Nota: le dimensioni del mercato e le cifre previste in questo rapporto sono generate utilizzando il framework di stima proprietario di Mordor Intelligence, aggiornato con i dati e le informazioni più recenti disponibili a gennaio 2026.
Tendenze e approfondimenti sul mercato globale dell'agricoltura rigenerativa
Analisi dell'impatto dei conducenti
| Guidatore | (~) % Impatto sulla previsione del CAGR | Rilevanza geografica | Cronologia dell'impatto |
|---|---|---|---|
| Crescente domanda dei consumatori per alimenti sostenibili | + 3.2% | Globale, più forte in Nord America e nell'UE | Medio termine (2-4 anni) |
| Impegni aziendali e catene di fornitura a zero emissioni di carbonio | + 4.1% | Globale, concentrato nelle catene del valore multinazionali | A breve termine (≤2 anni) |
| Incentivi governativi per le pratiche di salute del suolo | + 2.8% | Nord America e UE, emergenti nell'Asia-Pacifico | Medio termine (2-4 anni) |
| Pressione sulla mitigazione e l’adattamento ai cambiamenti climatici | + 2.4% | Globale, acuto nelle regioni vulnerabili al clima | A lungo termine (≥4 anni) |
| Monetizzazione dei terreni a duplice uso Agri-PV | + 1.6% | Europa e Nord America, espandendosi nell'area Asia-Pacifico | A lungo termine (≥4 anni) |
| Mercati dei crediti di carbonio tokenizzati | + 1.4% | Globale, guidato dai mercati sviluppati | Medio termine (2-4 anni) |
| Fonte: Intelligenza di Mordor | |||
Crescente domanda di cibo sostenibile da parte dei consumatori
La disponibilità dei consumatori a pagare prezzi più elevati per ingredienti provenienti da fonti responsabili si è spostata dai rivenditori di nicchia alle catene tradizionali, spingendo il 63% delle aziende alimentari intervistate a menzionare l'agricoltura rigenerativa nelle roadmap pubbliche per la sostenibilità. Nestlé SA da sola ha impegnato 1.2 miliardi di franchi svizzeri (1.49 miliardi di dollari) entro il 2025 per approvvigionarsi di metà delle materie prime prioritarie da aziende agricole rigenerative entro il 2030, orientando i team di approvvigionamento verso fornitori con risultati verificabili in termini di salute del suolo.[1]Nestlé SA, “Nestlé accelera l’agricoltura rigenerativa”, nestle.comQuesto nuovo fattore di attrazione premia i coltivatori che riescono a documentare i benefici ecologici insieme ai volumi di raccolto, aumentando la visibilità dei cereali e del bestiame a impatto positivo sul carbonio. Man mano che i proprietari di marchi trasformano i parametri ambientali in etichette a scaffale, le pratiche rigenerative si spostano da una nicchia a valore aggiunto a un'aspettativa di mercato di base, offrendo alle regioni che adottano per prime un vantaggio competitivo. Per i coltivatori, la certezza della domanda legata ai contratti premium riduce i cicli di ammortamento e riduce il rischio di esborsi di capitale per programmi di colture di copertura o di lavorazione ridotta.
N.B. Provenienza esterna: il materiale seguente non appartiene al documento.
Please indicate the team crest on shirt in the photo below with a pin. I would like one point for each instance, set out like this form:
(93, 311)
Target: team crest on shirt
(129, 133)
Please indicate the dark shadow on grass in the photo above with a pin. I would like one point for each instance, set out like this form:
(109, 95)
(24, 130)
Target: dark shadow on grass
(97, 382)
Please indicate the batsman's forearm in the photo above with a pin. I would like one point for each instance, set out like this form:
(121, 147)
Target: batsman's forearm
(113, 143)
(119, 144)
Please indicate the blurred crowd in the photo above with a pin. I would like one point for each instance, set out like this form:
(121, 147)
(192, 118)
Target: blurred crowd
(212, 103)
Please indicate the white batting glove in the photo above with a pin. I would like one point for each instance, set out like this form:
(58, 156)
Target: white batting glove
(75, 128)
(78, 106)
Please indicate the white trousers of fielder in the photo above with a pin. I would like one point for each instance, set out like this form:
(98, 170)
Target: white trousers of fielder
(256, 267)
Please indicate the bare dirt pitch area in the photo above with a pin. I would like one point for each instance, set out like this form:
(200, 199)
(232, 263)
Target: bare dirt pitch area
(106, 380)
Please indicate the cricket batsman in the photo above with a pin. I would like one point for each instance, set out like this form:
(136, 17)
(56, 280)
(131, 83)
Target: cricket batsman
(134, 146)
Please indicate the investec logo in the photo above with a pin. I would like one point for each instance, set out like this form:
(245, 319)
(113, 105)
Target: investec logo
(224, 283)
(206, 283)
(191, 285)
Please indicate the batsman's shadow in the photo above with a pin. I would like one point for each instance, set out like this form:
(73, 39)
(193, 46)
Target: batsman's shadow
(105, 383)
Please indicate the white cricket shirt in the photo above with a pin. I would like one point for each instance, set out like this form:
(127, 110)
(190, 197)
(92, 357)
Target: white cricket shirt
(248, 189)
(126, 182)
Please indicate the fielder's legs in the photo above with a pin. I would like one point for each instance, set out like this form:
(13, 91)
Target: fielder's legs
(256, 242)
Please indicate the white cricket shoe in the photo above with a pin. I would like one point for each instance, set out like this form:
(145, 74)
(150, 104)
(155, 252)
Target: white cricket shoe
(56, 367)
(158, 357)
Impegni aziendali e catene di fornitura a zero emissioni di carbonio
Le multinazionali del settore alimentare e delle bevande si sono impegnate collettivamente a trasferire milioni di acri, creando rigidi incentivi all'approvvigionamento che si ripercuotono a cascata sui diversi livelli di fornitura. PepsiCo punta a 7 milioni di acri, con un finanziamento di 216 milioni di dollari, mentre Mars collabora con gli aggregatori di cereali per trasferire 1 milione di acri entro il 2030. Poiché alcuni coltivatori forniscono più marchi, gli obblighi basati sulla superficie si propagano rapidamente, moltiplicando la domanda di servizi per la salute del suolo e di verifica digitale. I rigidi cicli di rendicontazione imposti dai team ESG (ambientali, sociali e di governance) aziendali generano incentivi economici a breve termine, stimolando il mercato dell'agricoltura rigenerativa durante la finestra di previsione. Fondi aziendali dedicati finanziano anche i costi di transizione, riducendo la barriera all'accesso al credito che ne blocca l'adozione nei tradizionali regimi di sussidi.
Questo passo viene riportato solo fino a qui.